Main maternal outcome parameters are shown in Table II. The mean administration-delivery-interval was significantly lower in Group A compared to Group B (19.0 vs. 27.1 h, p<0.05). The interval between administration and recording of effective constant contractions was also lower in Group A compared to Group B but did not achieve statistical significance (14.0 vs. 21.7 h). In nulliparous women, the time from the administration of misoprostol until effective constant contractions was also lower in Group A compared to Group B (14.0 vs. 21.1 h). Nulliparous women in Group A delivered around 8 h earlier compared to women in Group B (19.8 vs. 27.9 h).
Successful induction, defined as spontaneous or operative vaginal delivery, was achieved in 85.7% (Group A) and 85.2% (Group B). The overall Caesarean section rate was 14.5% (14.3% in Group A and 14.7% in Group B). The rate of operative vaginal delivery was similar between the two groups. Around three quarters of women in both groups delivered spontaneously (76.2% in Group A and 78.7% in Group B,). The rate of maternal lacerations was significantly higher in Group B compared to Group A (47.6% vs. 68.9%), although there was no difference in lacerations of higher degree (3rd or more). The rate of episiotomies did not differ between the groups. The total amount of misoprostol administered was 235±181 μg in Group A and 200±222 μg in Group B.

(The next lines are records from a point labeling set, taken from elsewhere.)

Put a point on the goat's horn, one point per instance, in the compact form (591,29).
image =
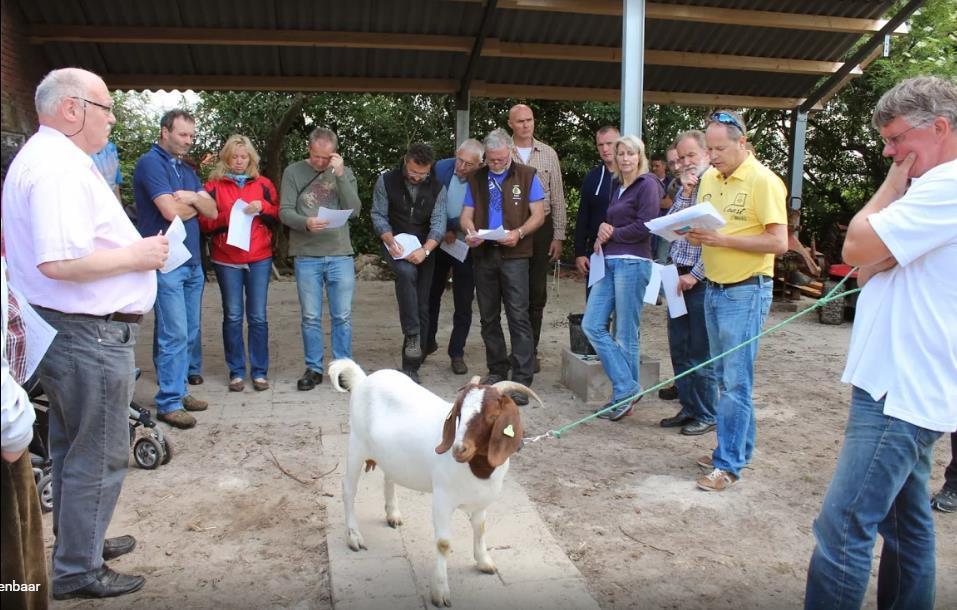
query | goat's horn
(513,386)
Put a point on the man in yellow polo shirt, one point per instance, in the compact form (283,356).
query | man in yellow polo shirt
(738,265)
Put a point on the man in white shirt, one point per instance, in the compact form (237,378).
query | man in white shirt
(902,361)
(76,257)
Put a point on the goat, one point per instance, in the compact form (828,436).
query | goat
(407,430)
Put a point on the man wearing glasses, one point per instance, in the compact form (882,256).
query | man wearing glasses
(76,257)
(901,362)
(454,174)
(410,200)
(164,188)
(738,263)
(504,195)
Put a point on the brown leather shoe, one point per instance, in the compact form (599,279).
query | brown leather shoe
(191,403)
(178,419)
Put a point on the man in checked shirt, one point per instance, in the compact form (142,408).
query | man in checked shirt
(688,335)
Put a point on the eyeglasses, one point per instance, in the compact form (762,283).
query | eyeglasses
(896,139)
(109,108)
(726,119)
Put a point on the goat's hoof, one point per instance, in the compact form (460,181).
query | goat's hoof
(355,541)
(441,598)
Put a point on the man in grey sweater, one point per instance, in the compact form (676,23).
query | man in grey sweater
(324,256)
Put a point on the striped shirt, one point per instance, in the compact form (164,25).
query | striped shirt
(545,160)
(684,254)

When assessing nulliparous women only, we found no significant difference with respect to the delivery mode. Specifically, 66.7% of patients in group A and 70% in Group B delivered spontaneously. In multiparous women there were more cases of cesarean sections in Group A (11.1%) compared to Group B (4.8%).

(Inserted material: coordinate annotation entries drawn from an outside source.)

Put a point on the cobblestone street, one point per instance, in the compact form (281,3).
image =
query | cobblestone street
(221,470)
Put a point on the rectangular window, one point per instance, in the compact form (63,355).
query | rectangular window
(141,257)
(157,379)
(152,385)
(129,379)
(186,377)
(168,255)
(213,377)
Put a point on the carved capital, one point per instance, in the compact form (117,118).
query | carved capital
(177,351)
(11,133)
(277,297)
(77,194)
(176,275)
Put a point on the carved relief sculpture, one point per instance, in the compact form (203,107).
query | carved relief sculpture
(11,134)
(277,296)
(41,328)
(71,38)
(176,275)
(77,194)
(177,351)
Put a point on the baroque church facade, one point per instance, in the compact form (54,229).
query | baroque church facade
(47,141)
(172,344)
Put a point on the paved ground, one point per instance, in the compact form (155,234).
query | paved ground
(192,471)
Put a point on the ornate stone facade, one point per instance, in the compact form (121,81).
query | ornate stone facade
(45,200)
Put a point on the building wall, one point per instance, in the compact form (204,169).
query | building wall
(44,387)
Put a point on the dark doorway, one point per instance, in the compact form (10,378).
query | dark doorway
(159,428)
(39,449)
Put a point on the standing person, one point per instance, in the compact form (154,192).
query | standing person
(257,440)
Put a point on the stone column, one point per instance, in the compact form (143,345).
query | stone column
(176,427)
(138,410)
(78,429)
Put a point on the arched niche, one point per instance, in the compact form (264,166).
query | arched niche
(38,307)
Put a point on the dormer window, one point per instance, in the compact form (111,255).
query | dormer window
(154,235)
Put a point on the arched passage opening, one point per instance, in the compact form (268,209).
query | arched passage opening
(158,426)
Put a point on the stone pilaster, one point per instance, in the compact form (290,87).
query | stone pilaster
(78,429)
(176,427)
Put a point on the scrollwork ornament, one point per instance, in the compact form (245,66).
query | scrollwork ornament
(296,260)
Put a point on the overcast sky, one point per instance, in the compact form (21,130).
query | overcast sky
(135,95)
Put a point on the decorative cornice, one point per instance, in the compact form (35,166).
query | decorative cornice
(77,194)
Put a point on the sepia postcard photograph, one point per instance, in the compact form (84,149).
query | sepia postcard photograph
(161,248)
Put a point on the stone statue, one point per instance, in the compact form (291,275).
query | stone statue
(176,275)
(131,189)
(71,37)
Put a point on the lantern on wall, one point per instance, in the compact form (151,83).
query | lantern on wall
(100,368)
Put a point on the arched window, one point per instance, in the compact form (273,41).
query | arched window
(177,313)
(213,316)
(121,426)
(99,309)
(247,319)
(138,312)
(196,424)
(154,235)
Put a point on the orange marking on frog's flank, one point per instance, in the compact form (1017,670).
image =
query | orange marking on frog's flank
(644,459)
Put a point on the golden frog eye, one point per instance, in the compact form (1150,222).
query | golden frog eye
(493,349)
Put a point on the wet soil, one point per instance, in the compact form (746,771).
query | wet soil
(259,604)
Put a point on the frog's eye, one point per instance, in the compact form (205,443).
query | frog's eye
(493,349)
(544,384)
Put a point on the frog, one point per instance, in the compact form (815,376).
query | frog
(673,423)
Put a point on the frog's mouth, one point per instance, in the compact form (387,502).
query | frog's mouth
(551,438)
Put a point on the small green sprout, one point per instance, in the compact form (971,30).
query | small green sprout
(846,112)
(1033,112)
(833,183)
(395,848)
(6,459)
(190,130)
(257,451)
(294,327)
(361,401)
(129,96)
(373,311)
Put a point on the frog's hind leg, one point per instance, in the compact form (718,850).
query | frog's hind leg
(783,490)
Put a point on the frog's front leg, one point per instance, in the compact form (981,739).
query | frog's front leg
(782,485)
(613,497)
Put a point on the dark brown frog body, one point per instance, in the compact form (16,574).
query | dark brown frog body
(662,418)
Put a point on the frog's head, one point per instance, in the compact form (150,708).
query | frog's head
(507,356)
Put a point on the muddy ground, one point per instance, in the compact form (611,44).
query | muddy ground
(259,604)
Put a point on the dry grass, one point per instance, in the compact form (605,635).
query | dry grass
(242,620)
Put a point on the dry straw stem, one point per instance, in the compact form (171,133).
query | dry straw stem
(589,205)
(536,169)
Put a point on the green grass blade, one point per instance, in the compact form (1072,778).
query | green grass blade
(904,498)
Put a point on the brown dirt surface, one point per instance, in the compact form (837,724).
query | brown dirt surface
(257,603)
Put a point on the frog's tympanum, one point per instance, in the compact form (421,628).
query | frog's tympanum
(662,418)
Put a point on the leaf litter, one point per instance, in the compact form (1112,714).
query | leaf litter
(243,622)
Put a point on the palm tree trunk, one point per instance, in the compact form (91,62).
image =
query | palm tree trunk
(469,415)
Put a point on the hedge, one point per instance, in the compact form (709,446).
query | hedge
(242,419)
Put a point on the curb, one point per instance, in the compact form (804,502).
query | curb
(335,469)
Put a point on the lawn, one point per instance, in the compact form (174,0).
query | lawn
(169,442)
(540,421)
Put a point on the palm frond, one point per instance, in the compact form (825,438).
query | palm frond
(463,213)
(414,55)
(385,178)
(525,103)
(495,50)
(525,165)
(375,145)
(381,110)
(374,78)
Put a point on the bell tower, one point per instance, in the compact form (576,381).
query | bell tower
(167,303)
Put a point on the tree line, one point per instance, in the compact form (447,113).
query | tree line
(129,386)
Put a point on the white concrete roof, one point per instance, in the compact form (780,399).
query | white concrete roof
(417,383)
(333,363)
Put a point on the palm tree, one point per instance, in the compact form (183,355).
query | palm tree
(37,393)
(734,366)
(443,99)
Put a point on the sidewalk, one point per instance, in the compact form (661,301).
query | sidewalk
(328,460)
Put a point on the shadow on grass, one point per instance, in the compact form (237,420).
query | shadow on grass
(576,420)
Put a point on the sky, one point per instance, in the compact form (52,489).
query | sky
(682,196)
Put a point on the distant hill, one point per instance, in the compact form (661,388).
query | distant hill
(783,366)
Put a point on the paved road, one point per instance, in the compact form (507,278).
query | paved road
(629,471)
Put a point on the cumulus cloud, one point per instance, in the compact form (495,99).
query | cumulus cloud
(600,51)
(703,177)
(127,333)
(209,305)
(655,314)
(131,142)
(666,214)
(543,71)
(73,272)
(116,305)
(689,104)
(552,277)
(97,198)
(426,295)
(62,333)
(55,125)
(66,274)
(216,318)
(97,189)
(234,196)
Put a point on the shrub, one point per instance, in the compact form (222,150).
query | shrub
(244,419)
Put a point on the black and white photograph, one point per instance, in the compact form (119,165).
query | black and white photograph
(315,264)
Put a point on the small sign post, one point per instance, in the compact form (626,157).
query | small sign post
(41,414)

The findings of the neonatal outcome are displayed in Table III. The average birthweight was similar between the two groups (Group A: 3,275 g, Group B: 3,416 g). When we analyzed the birthweight beyond 4,000 g separately, we found that Group B had significantly more newborns with higher birthweight >4,000 g compared to Group A. The APGAR score did not differ between the groups. The mean umbilical cord pH was 7.25 in Group A and 7.27 in Group B. We also did not record any differences in the rate of meconium-stained fluid between the two groups (11.1% in Group A and 13.1% in Group B). Base excess was significantly lower in Group A compared to Group B (–9.93 vs. –3.82).
Discussion
Misoprostol is probably the best investigated agent for IOL. Plenty of trials have been performed during the last decades in order to find an appropriate regime for safe IOL (2). Nevertheless, due to its limited product license in Germany in the beginning of 2020, media reports have spread incomplete and unprofessional information, which have led to uncertainty and anxiety in expecting parents. Our study might contribute to reassuring patients concerning the safety of misoprostol. Dosage schemes, like the one administered in this study, seem to be safe, even though they might be higher than usual (2).

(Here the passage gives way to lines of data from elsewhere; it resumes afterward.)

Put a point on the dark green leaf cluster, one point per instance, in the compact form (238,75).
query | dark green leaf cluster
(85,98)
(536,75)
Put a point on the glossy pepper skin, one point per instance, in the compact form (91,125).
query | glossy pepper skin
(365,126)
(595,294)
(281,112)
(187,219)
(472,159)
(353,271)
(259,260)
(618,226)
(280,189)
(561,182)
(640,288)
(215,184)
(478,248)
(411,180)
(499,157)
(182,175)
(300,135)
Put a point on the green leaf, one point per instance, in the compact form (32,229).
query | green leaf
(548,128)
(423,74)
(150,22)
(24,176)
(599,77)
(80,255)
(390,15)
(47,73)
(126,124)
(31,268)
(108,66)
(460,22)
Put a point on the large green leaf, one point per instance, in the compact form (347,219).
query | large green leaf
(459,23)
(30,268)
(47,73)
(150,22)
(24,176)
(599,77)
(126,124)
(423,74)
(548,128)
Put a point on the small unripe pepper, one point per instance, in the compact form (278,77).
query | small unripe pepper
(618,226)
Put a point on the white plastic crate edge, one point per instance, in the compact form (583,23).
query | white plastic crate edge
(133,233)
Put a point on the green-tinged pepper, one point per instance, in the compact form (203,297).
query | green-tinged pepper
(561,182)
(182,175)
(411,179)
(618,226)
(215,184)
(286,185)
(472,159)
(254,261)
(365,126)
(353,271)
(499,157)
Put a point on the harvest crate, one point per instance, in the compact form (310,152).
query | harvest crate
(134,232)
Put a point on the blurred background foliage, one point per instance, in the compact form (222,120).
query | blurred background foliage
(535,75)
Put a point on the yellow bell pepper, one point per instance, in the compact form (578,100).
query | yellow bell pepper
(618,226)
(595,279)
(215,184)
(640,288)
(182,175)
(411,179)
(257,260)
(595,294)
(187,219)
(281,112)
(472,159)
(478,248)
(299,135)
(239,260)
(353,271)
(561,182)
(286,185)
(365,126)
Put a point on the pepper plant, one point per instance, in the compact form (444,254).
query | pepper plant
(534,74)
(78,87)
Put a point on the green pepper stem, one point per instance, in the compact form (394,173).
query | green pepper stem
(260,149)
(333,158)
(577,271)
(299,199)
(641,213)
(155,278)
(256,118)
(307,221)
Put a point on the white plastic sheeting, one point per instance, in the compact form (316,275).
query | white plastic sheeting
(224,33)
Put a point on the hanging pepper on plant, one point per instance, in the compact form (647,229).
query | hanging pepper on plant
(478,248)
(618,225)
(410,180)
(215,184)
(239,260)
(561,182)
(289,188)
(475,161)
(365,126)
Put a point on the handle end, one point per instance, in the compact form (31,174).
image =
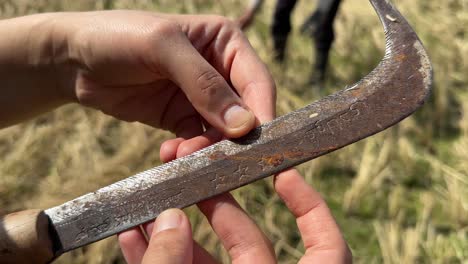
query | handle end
(25,238)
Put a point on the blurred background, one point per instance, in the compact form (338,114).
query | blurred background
(400,196)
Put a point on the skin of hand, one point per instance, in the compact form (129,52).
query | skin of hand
(180,73)
(171,236)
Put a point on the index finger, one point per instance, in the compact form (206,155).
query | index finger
(225,47)
(252,80)
(320,233)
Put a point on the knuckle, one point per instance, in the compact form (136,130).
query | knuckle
(210,82)
(162,28)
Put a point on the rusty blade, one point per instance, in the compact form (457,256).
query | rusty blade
(396,88)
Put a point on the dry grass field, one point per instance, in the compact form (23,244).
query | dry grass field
(400,196)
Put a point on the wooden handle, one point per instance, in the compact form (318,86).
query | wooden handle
(24,238)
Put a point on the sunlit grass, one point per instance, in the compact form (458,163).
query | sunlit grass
(399,197)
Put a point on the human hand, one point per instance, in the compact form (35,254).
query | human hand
(176,72)
(171,237)
(169,71)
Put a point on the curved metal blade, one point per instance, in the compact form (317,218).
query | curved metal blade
(395,89)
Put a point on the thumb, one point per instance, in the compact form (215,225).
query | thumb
(171,239)
(207,89)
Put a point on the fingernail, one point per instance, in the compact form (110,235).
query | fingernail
(237,116)
(168,219)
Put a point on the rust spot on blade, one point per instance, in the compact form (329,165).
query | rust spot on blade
(400,57)
(273,160)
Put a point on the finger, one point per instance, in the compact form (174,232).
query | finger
(201,256)
(189,146)
(240,236)
(168,150)
(133,245)
(231,54)
(205,88)
(321,235)
(252,80)
(171,239)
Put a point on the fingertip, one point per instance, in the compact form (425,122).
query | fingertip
(168,150)
(238,121)
(171,239)
(169,219)
(133,245)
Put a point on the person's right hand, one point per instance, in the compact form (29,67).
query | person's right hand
(177,72)
(171,236)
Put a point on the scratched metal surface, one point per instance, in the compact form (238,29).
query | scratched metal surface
(396,88)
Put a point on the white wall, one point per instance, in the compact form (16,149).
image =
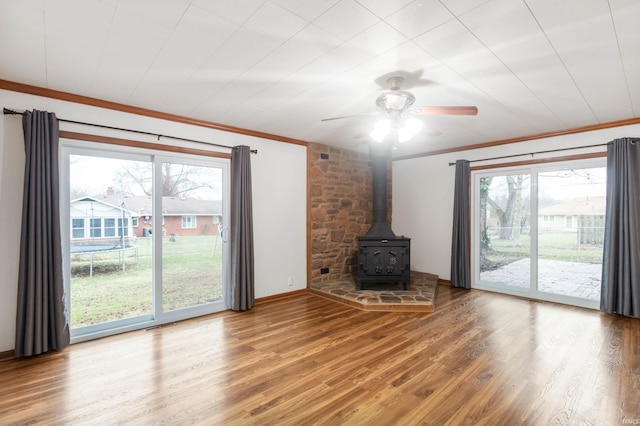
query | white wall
(423,191)
(279,194)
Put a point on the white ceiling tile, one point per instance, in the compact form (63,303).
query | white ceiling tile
(28,15)
(384,8)
(25,56)
(306,9)
(236,11)
(280,66)
(517,41)
(585,40)
(378,39)
(460,7)
(194,40)
(626,17)
(264,22)
(419,17)
(300,50)
(346,19)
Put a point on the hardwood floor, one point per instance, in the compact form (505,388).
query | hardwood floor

IOL is performed when the risks of ongoing pregnancy outweigh the potential maternal and neonatal risks of an earlier delivery. In general, 20-30% of all pregnancies undergo IOL (8).
A recent meta-analysis showed that oral misoprostol had the lowest caesarean section (CS) rate compared to other IOL medication (9). In this study, 85.5% of our patients had a successful vaginal delivery. Our overall CS rate was 14.5%, which seems to be lower than that of previous studies. In the literature, the CS rates following IOL vary between 16.8%, using 50 μg of misoprostol every 4 h (8), 22.7%, using 20 μg on an hourly basis (10), and 26.2%, using 50 μg every 4 h (11).
Only a few studies report on the administration-delivery interval for their dosage protocols of oral misoprostol (11, 12). Moreover, comparing the results between them is complicated due to the unequal parity rates and different dosage schemes. In fact, the administration-delivery interval varies between 24 and 33.7 h in the literature (11, 13), it is, however, suggested that the higher the dosage of oral misoprostol the faster the vaginal delivery. In this study we documented a mean duration of the administration-delivery interval of 19.0 (Group A) and 27.1 h (Group B). To our knowledge, this is the fastest IOL following oral misoprostol that is reported in the literature. The highest oral doses of misoprostol for IOL have been reported by Carlan et al. (13), who achieved a mean administration delivery interval of 24 h after 2’200 μg followed by 300 μg every 6 h.
Shetty et al. (12) have also performed IOL using two different dosage regimes of oral misoprostol (50 μg every 4 h and 100 μg every 4 h). Their induction to delivery intervals did not differ significantly between the two groups and were 33.7 and 26.8 h, respectively.
The same authors stated in another more recent publication (11) that more inductions would fail using lower dosage regimes of oral misoprostol. In their study the CS rate due to failed induction was higher in women who received the lower dosage protocol. Our data does not support this finding as we had similar delivery modes between our higher and lower dose groups. Unfortunately, we did not report on the explicit reason why CS had to be chosen. This information would improve the thesis on the rate of failed inductions.
Although the implications of the meconium-stained fluid for the fetal outcome are still under debate (14), it seems to appear more often after IOL with misoprostol (15, 16). This may be due to the high maturity level of the pregnancies induced. On the other hand, the presence of meconium-stained fluid is also believed to reflect the fetal gastrointestinal stimulation, as a side effect of misoprostol (15). Shetty et al. (11) have found similar rates of meconium-stained fluid in their groups (18.4 in the group which received 50 μg misoprostol every 4 h and 19.8% in the group which received 100 μg every 4 h). Our rates of meconium-stained fluid were lower compared to those by Shetty et al. In addition, they were also similar between the two groups (11.4 and 13.1%). On the other hand, Prager et al. in 2008 noticed 26% meconium-stained fluid after IOL with vaginal 25 μg misoprostol (17). Obviously IOL does not increase the incidence of meconium-stained fluid, which is estimated to occur in 9.2-20.4% of pregnancies (18).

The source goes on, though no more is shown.